What if they meet between two crossroads (on a road they are taking to opposite directions)?

wouldn't the ways to meet in an nxn grid be (2n,n) divided by the repetitions? If you create a group of n people out of 2n people but you only care if they are man or woman you will have a lot of repetitions since the people can swap places with others from the same gender

Initial problem statement: It is not made clear what happens when an edge of the 5x5 grid is reached. Does the probability of an impossible direction become zero?

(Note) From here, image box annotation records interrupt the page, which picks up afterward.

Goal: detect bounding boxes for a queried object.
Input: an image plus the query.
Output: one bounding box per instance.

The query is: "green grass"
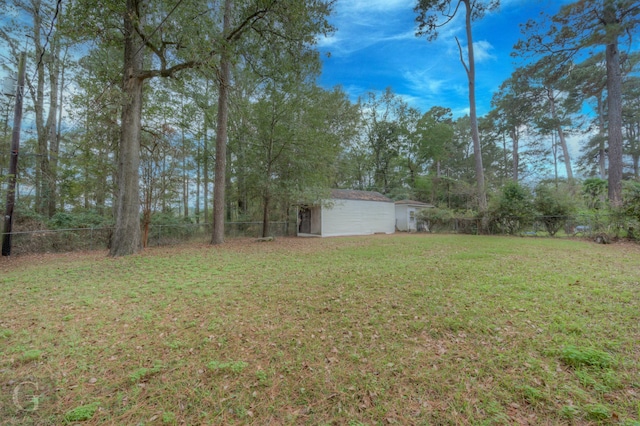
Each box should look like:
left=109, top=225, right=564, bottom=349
left=0, top=235, right=640, bottom=425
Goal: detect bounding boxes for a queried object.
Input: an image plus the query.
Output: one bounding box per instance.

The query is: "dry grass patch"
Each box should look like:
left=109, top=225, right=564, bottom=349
left=0, top=235, right=640, bottom=425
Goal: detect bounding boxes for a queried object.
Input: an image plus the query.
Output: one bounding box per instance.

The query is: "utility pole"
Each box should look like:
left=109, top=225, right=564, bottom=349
left=2, top=52, right=27, bottom=256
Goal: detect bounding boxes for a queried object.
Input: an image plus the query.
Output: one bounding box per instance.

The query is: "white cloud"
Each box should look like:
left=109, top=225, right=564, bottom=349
left=337, top=0, right=415, bottom=14
left=473, top=40, right=496, bottom=63
left=403, top=69, right=446, bottom=95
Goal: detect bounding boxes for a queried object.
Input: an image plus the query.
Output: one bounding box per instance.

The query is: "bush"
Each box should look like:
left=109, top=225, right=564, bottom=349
left=48, top=212, right=113, bottom=229
left=533, top=184, right=575, bottom=236
left=418, top=207, right=454, bottom=231
left=489, top=182, right=535, bottom=235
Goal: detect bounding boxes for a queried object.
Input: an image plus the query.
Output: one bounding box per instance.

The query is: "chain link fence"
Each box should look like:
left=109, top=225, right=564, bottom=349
left=418, top=214, right=640, bottom=240
left=1, top=222, right=296, bottom=255
left=3, top=214, right=640, bottom=255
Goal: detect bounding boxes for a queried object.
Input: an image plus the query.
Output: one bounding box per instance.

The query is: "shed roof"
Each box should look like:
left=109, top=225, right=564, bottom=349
left=331, top=189, right=393, bottom=203
left=396, top=200, right=433, bottom=207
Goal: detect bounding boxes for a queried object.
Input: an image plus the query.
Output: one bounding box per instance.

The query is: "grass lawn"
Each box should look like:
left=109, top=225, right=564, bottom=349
left=0, top=235, right=640, bottom=425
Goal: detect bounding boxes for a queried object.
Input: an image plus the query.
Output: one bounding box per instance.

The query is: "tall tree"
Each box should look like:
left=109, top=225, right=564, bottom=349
left=67, top=0, right=330, bottom=256
left=415, top=0, right=500, bottom=214
left=517, top=0, right=640, bottom=206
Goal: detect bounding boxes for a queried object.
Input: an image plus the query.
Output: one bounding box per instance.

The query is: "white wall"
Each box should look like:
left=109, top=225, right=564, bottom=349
left=322, top=200, right=396, bottom=237
left=396, top=204, right=409, bottom=231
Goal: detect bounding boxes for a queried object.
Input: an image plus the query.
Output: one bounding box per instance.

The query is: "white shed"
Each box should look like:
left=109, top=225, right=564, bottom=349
left=298, top=189, right=395, bottom=237
left=396, top=200, right=433, bottom=232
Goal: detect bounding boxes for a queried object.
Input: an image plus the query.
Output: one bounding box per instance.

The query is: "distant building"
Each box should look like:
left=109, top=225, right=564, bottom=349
left=298, top=189, right=395, bottom=237
left=395, top=200, right=433, bottom=232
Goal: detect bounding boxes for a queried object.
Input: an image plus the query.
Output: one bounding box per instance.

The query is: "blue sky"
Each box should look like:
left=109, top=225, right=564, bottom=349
left=319, top=0, right=569, bottom=116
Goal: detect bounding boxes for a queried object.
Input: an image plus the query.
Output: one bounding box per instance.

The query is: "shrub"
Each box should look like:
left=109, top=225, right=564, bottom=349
left=489, top=182, right=534, bottom=234
left=533, top=184, right=575, bottom=236
left=418, top=207, right=454, bottom=231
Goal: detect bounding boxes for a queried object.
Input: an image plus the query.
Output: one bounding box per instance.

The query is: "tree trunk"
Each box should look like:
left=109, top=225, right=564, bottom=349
left=180, top=122, right=189, bottom=218
left=45, top=35, right=62, bottom=217
left=547, top=87, right=573, bottom=181
left=596, top=91, right=607, bottom=179
left=262, top=191, right=271, bottom=238
left=211, top=0, right=231, bottom=244
left=606, top=36, right=623, bottom=207
left=202, top=121, right=209, bottom=224
left=109, top=0, right=144, bottom=256
left=463, top=0, right=487, bottom=216
left=505, top=128, right=520, bottom=182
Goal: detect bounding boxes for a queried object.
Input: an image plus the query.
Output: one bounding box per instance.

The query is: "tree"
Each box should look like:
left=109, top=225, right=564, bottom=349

Answer will be different if given A eventually will get to B and B will get to A

I wonder what the probability is for a 5x6 rectangle (or in general, and n by n+1 rectangle). Now the meeting point has to be halfway in between steps so it's on a line segment rather than an intersection point.

Fantastic!

No, I did not figure this out. But then again, I have never studied statistics, and have very little grasp of what you were saying.

Auto Captions in Beginning: "Hey this is Pressure Locker"

Where does 125 come from. It's not 2/3 of 200 I don't see why it'd make sense here.

Very nice!

Could anyone help me with this? So, it's converging but to what? Is it converging to inf, 1, 0, e, -inf?

please post tough ones like this, dont post school problems.

Nice, i got this one

nice vid

It is not actually always 50%, if either of them hit the edge, the probability suddenly drops to 0 for one, and 100 for the other

Even in an "straight" easy world, where sin and cos (if ever needed) are either 0 or |1| there can appear pi. God damn it...

Thank you!

Man, I let myself off the hook too easily. I should have figured it out.

When pi shows up in "random integer" problems I usually start looking for Riemann zeta functions.

Hey , Alex was only supposed to move either upwards or rightwards. He shouldn't be able to move leftwards.